Bundled Transliterators
Note
Python code on this page: bundled.py
Jupyter Notebook: bundled.ipynb
Graph Transliterator includes bundled transliterators in a Bundled
subclass of
GraphTransliterator
that can be used as follows:
1import graphtransliterator.transliterators as transliterators
2example_transliterator = transliterators.Example()
3example_transliterator.transliterate('a')
'A'
To access transliterator classes, use the iterator
transliterators.iter_transliterators()
:
4bundled_iterator = transliterators.iter_transliterators()
5next(bundled_iterator)
<example.Example at 0x7fc8a86ca0d0>
To access the names of transliterator classes, use the iterator
transliterators.iter_names()
:
6bundled_names_iterator = transliterators.iter_names()
7next(bundled_names_iterator)
'Example'
The actual bundled transliterators are submodules of
graphtransliterator.transliterators
, but they are loaded into the namespace
of transliterators
:
8from graphtransliterator.transliterators import Example
Each instance of Bundled
contains a directory
attribute:
9transliterator = Example()
10transliterator.directory
'/home/docs/checkouts/readthedocs.org/user_builds/graphtransliterator/checkouts/latest/graphtransliterator/transliterators/example'
Each will contain an easy-reading YAML file that you can view:
tokens:
a: [vowel]
' ': [whitespace]
b: [consonant]
rules:
a: A
b: B
' ': ' '
(<consonant> a) b (a <consonant>): "!B!"
onmatch_rules:
- <vowel> + <vowel>: ","
whitespace:
consolidate: False
default: " "
token_class: whitespace
metadata:
name: example
version: 1.0.0
description: "An Example Bundled Transliterator"

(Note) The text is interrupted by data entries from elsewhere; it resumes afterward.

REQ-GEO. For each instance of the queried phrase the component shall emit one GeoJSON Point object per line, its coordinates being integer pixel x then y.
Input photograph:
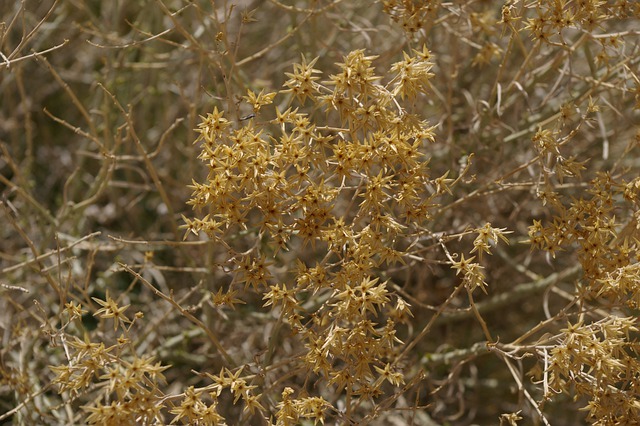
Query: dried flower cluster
{"type": "Point", "coordinates": [352, 183]}
{"type": "Point", "coordinates": [431, 217]}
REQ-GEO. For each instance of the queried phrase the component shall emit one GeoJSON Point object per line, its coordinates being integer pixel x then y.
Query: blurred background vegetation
{"type": "Point", "coordinates": [98, 105]}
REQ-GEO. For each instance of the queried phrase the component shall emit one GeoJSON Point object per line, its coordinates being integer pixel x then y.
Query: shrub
{"type": "Point", "coordinates": [320, 212]}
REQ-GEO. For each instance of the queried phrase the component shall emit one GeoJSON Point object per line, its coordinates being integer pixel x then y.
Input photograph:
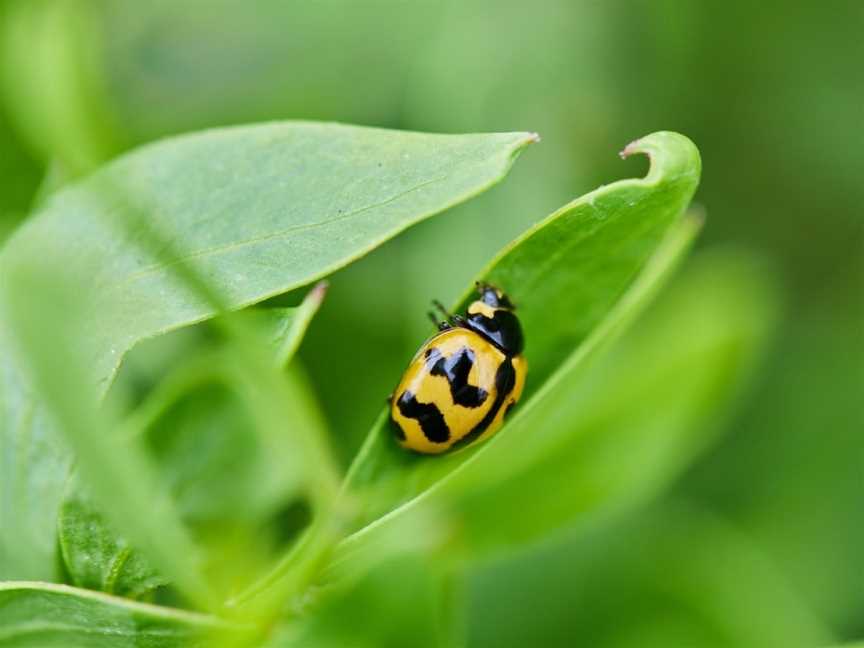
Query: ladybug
{"type": "Point", "coordinates": [464, 379]}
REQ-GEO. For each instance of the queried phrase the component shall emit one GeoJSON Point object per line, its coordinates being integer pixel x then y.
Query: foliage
{"type": "Point", "coordinates": [182, 418]}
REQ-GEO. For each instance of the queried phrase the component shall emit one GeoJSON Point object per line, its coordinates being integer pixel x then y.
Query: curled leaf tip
{"type": "Point", "coordinates": [319, 291]}
{"type": "Point", "coordinates": [672, 156]}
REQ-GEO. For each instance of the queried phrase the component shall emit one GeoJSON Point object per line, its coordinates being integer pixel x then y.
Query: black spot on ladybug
{"type": "Point", "coordinates": [456, 369]}
{"type": "Point", "coordinates": [505, 381]}
{"type": "Point", "coordinates": [427, 415]}
{"type": "Point", "coordinates": [502, 329]}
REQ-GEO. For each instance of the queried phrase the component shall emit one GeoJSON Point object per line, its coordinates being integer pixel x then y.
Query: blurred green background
{"type": "Point", "coordinates": [772, 518]}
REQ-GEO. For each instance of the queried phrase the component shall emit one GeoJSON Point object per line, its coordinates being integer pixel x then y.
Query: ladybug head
{"type": "Point", "coordinates": [492, 317]}
{"type": "Point", "coordinates": [494, 297]}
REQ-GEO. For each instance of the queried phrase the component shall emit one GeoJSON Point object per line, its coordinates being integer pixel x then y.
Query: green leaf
{"type": "Point", "coordinates": [96, 558]}
{"type": "Point", "coordinates": [253, 211]}
{"type": "Point", "coordinates": [573, 277]}
{"type": "Point", "coordinates": [669, 575]}
{"type": "Point", "coordinates": [197, 427]}
{"type": "Point", "coordinates": [43, 615]}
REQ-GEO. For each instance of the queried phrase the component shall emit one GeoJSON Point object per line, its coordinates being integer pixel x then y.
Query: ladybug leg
{"type": "Point", "coordinates": [441, 326]}
{"type": "Point", "coordinates": [454, 320]}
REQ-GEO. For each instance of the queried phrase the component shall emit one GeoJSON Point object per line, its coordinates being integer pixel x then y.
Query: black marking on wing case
{"type": "Point", "coordinates": [502, 329]}
{"type": "Point", "coordinates": [427, 415]}
{"type": "Point", "coordinates": [505, 381]}
{"type": "Point", "coordinates": [456, 369]}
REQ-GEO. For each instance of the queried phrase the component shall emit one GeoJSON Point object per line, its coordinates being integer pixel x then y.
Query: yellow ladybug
{"type": "Point", "coordinates": [464, 379]}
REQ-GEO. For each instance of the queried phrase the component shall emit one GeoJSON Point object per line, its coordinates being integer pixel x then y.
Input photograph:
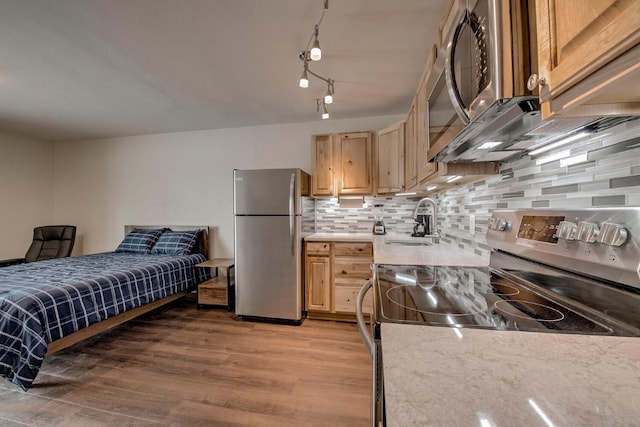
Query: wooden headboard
{"type": "Point", "coordinates": [202, 244]}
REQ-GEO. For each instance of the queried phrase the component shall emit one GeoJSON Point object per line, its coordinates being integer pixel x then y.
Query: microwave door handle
{"type": "Point", "coordinates": [452, 87]}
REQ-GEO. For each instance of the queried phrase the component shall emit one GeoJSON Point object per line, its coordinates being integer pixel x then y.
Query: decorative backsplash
{"type": "Point", "coordinates": [601, 172]}
{"type": "Point", "coordinates": [395, 212]}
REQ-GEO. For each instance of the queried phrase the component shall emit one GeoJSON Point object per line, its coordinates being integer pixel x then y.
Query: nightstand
{"type": "Point", "coordinates": [218, 291]}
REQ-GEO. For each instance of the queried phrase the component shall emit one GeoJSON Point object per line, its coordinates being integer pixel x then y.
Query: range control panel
{"type": "Point", "coordinates": [550, 229]}
{"type": "Point", "coordinates": [602, 243]}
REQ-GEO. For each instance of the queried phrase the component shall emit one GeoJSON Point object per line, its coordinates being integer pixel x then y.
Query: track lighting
{"type": "Point", "coordinates": [328, 98]}
{"type": "Point", "coordinates": [315, 54]}
{"type": "Point", "coordinates": [320, 106]}
{"type": "Point", "coordinates": [304, 78]}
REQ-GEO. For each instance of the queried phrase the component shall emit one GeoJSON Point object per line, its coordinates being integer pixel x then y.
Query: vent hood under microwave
{"type": "Point", "coordinates": [512, 127]}
{"type": "Point", "coordinates": [486, 65]}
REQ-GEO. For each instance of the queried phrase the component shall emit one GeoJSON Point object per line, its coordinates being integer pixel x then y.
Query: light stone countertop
{"type": "Point", "coordinates": [437, 376]}
{"type": "Point", "coordinates": [383, 253]}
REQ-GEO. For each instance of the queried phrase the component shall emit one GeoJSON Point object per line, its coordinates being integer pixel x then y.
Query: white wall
{"type": "Point", "coordinates": [183, 178]}
{"type": "Point", "coordinates": [26, 191]}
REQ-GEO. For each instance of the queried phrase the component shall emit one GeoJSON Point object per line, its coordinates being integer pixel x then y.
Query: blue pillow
{"type": "Point", "coordinates": [176, 243]}
{"type": "Point", "coordinates": [139, 241]}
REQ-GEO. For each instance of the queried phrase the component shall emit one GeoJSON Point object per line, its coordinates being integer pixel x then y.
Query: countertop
{"type": "Point", "coordinates": [383, 253]}
{"type": "Point", "coordinates": [437, 376]}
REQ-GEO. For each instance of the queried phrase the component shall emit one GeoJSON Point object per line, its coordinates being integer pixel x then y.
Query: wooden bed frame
{"type": "Point", "coordinates": [96, 328]}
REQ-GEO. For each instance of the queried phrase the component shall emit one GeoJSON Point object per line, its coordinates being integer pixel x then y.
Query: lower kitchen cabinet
{"type": "Point", "coordinates": [334, 274]}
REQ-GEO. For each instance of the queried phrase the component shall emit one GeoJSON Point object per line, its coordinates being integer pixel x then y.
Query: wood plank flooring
{"type": "Point", "coordinates": [180, 366]}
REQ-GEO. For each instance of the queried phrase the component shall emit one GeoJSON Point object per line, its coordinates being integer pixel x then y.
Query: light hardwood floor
{"type": "Point", "coordinates": [183, 366]}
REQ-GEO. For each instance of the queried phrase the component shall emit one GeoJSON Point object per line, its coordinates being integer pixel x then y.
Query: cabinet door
{"type": "Point", "coordinates": [346, 297]}
{"type": "Point", "coordinates": [576, 40]}
{"type": "Point", "coordinates": [322, 161]}
{"type": "Point", "coordinates": [423, 166]}
{"type": "Point", "coordinates": [354, 162]}
{"type": "Point", "coordinates": [390, 159]}
{"type": "Point", "coordinates": [410, 148]}
{"type": "Point", "coordinates": [318, 281]}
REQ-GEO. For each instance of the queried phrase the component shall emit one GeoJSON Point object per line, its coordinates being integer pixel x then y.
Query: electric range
{"type": "Point", "coordinates": [550, 271]}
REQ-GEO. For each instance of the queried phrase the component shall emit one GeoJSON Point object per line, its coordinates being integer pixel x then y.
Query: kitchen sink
{"type": "Point", "coordinates": [407, 243]}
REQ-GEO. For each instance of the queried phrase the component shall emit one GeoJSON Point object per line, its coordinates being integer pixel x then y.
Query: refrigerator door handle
{"type": "Point", "coordinates": [292, 188]}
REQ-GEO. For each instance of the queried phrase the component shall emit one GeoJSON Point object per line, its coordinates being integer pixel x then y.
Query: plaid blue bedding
{"type": "Point", "coordinates": [44, 301]}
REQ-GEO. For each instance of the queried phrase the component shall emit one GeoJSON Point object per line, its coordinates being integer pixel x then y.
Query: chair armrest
{"type": "Point", "coordinates": [13, 261]}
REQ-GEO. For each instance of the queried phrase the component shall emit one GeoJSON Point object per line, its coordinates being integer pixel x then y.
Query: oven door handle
{"type": "Point", "coordinates": [362, 325]}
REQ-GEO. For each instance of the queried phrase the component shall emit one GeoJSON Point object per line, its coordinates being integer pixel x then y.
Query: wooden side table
{"type": "Point", "coordinates": [218, 291]}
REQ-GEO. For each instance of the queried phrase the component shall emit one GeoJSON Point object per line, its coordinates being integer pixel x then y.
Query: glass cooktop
{"type": "Point", "coordinates": [480, 298]}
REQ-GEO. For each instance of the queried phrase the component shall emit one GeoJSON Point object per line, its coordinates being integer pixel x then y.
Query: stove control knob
{"type": "Point", "coordinates": [587, 232]}
{"type": "Point", "coordinates": [612, 234]}
{"type": "Point", "coordinates": [567, 230]}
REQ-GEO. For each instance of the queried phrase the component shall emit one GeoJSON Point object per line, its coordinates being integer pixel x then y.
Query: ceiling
{"type": "Point", "coordinates": [79, 69]}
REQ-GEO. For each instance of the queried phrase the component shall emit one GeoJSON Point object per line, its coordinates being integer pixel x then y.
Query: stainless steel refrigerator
{"type": "Point", "coordinates": [268, 217]}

url: https://github.com/seanpue/graphtransliterator/tree/master/transliterator/sample
author: Author McAuthorson
author_email: author_mcauthorson@msu.edu
license: MIT License
keywords:
- example
project_urls:
Documentation: https://github.com/seanpue/graphtransliterator/tree/master/graphtransliterator/transliterators/example
Source: https://github.com/seanpue/graphtransliterator/tree/graphtransliterator/transliterators/example
Tracker: https://github.com/seanpue/graphtransliterator/issues
There is also a JSON dump of the transliterator for quick loading:
{"graphtransliterator_version":"1.2.0","compressed_settings":[["consonant","vowel","whitespace"],[" ","a","b"],[[2],[1],[0]],[["!B!",[0],[1],[2],[1],[0],-5],["A",0,0,[1],0,0,-1],["B",0,0,[2],0,0,-1],[" ",0,0,[0],0,0,-1]],[" ","whitespace",0],[[[1],[1],","]],{"name":"example","version":"1.0.0","description":"An Example Bundled Transliterator","url":"https://github.com/seanpue/graphtransliterator/tree/master/transliterator/sample","author":"Author McAuthorson","author_email":"author_mcauthorson@msu.edu","license":"MIT License","keywords":["example"],"project_urls":{"Documentation":"https://github.com/seanpue/graphtransliterator/tree/master/graphtransliterator/transliterators/example","Source":"https://github.com/seanpue/graphtransliterator/tree/graphtransliterator/transliterators/example","Tracker":"https://github.com/seanpue/graphtransliterator/issues"}},null]}
Test Coverage of Bundled Transliterators
Each bundled transliterators requires rigorous testing: every node and edge, as
well as any onmatch rules, if applicable, must be visited. A separate subclass
CoverageTransliterator
of GraphTransliterator
is used
during testing.
It logs visits to nodes, edges, and onmatch rules. The tests are found in a subdirectory of the transliterator named “tests”. They are in a YAML file consisting of a dictionary keyed from transliteration input to correct output, e.g.:
# YAML declaration of tests for bundled Graph Transliterator
# These are in the form of a dictionary.
# The key is the source text, and the value is the correct transliteration.
' ': ' '
a: A
aa: A,A
babab: BA!B!AB
b: B
Once the tests are completed, Graph Transliterator checks that all components of the graph and all of the onmatch rules have been visited.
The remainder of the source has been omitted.